Able to separate locks
Able to be separated locks Look for a fleece that has locks that are able to be separated pretty easily by hand. This somewhat goes with the good tips section.
If you can separate out the locks with just a bit of fiddling with your fingers, you can consider working with the fleece with less preparation.
If the locks are hard to separate, you’ll need to card or comb the wool thoroughly before it is in spinnable condition.
Are there any felted sections?
Felted fleece You should know that some fleeces have the ability to felt, right on the sheep!
If the fleece you get is partially felted, is it worth the effort to you to work with this fleece to get it to spinnable condition?
We had a few Finn sheep that would shear what seemed like a pelt, rather than wool. It was already well felted close to the sheep’s body.
I tried to work with the fleece, since I had ideas of what to do with the wool, but ended up giving up on it, since it was such a mess to try to get apart.
You may have some wiggle room if you have a long stapled fleece and you are able and willing to pull out individual locks or can just cut them.
Once again, that’s significantly more work for you and if you decide to cut the wool, will be reducing staple length, which is probably the reason you bought the long wool fleece to begin with!
Amount of stained wool
Minimal to no staining Another common problem with fleeces can be staining, specifically yellow, but it could be any staining.
These stains are tough, if not impossible to get out of the wool, which means you’ll need to either live with the color or dye the stained wool to mask the stain.
If the staining is minimal and the rest of the fleece is perfect for you, a small amount of unusable or must be dyed fleece could be acceptable.
If the staining is more prevalent or you do not want to deal with it, heavily consider looking for another fleece that will yield more usable wool.
As your skills grow, you’ll like different wool
I have found that as I expand my experience and grow my skills, I want to work with different wools and go through ever changing phases of best wool for me.
Don’t be surprised when a type of wool that wasn’t for you earlier in your spinning is something that you are now interested in working with as a more advanced handspinner.
As an example, when I was a beginner, merino was a disaster for me, now I really like it, same for angora rabbit, I enjoy working with both.
My skills and abilities have changed for the better through the years, so will yours!
Crossbred wools can be variable
Know that wool from crossbred sheep will be variable when one or both of the parents are crossbred.
If both parents are purebred and the lamb is the cross, the wool from that lamb is likely to be very predictable.
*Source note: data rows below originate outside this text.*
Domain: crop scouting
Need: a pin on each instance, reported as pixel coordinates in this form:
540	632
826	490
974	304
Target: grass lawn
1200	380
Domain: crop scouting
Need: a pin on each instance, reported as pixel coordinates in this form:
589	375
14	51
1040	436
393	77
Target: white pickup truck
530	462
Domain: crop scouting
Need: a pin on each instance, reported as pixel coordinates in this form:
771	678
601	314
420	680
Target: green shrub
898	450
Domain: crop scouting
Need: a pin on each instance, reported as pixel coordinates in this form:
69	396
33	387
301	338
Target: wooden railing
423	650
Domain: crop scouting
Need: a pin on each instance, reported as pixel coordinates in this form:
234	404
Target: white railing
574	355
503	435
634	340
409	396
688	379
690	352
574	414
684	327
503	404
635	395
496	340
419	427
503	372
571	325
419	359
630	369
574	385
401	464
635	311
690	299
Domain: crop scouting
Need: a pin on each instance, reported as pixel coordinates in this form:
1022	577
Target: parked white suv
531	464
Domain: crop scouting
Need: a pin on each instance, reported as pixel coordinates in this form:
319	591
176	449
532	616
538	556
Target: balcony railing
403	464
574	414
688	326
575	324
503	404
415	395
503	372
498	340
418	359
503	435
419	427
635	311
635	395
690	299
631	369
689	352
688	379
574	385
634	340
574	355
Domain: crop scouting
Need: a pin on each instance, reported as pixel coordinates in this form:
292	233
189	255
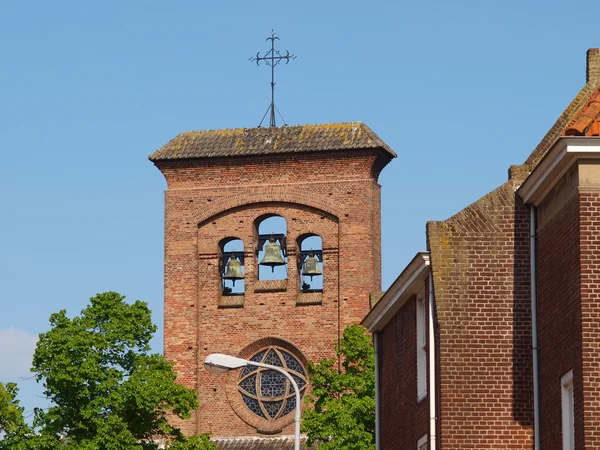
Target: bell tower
272	247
This is the cross where the dominant traits show.
When this crossbred lamb has her own lambs, that’s when the genetic variability in the fleeces will start to show. These are the recessive traits showing up.
In this second generation of crossing genetics, the traits that were not seen in the first cross, but were still there, can start to show in the fleece.
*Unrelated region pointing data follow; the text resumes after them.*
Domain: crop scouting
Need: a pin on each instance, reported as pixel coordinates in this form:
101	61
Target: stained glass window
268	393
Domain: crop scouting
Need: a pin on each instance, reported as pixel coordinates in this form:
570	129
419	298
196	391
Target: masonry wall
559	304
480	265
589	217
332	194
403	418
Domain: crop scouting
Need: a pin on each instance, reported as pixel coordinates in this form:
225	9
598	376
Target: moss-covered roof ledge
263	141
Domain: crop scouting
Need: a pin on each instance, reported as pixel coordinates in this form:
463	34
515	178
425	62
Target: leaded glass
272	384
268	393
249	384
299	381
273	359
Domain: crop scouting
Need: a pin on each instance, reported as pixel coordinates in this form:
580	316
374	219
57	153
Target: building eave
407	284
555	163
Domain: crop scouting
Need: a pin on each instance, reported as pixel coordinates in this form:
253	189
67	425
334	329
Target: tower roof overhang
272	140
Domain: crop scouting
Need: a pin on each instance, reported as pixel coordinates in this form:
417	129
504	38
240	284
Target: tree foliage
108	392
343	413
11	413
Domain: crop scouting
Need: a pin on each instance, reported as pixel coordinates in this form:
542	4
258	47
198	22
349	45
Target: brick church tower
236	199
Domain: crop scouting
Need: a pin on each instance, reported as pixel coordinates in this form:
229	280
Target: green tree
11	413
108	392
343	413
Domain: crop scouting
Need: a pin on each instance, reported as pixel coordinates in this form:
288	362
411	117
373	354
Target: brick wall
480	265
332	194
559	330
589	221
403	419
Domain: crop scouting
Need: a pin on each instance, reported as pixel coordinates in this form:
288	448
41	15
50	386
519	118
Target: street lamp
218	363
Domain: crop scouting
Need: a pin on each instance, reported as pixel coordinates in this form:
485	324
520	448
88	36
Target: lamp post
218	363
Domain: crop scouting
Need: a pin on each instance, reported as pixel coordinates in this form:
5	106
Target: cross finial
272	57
These traits might be great from your perspective as a handspinner, or they might be something that you don’t want. It’s a guess and see type of thing.
For example, we have a commercial flock of sheep that are crosses of Dorset and Polypay, with a few other things mixed in occasionally.
I like to keep back a few fleeces at shearing to mess around with for the year, this year I kept 5, which will be more than plenty!
The reason I kept 5 is that I need to play around with the fleece first, before I can tell if I like them or not.
Since the sheep are a mix of multiple breeds that keep mixing each year, I never know what a fleece will do for me, until I try it out.
I tend to keep back more than I need, planning on only a few of them ending up as something I plan to use and for the rest to be set aside.
My one and only black sheep has a nice fleece to use, once it is washed!
Straight off the sheep, it’s a straggly mess that I would not have kept if she wasn’t such a pretty, naturally colored ewe.
Other fleeces that I have kept back are much nicer on the sheep and look great shorn, but are not what I want to work with once I start playing around with the wool.
It’s always a guess, you never know what you’ll like until you try!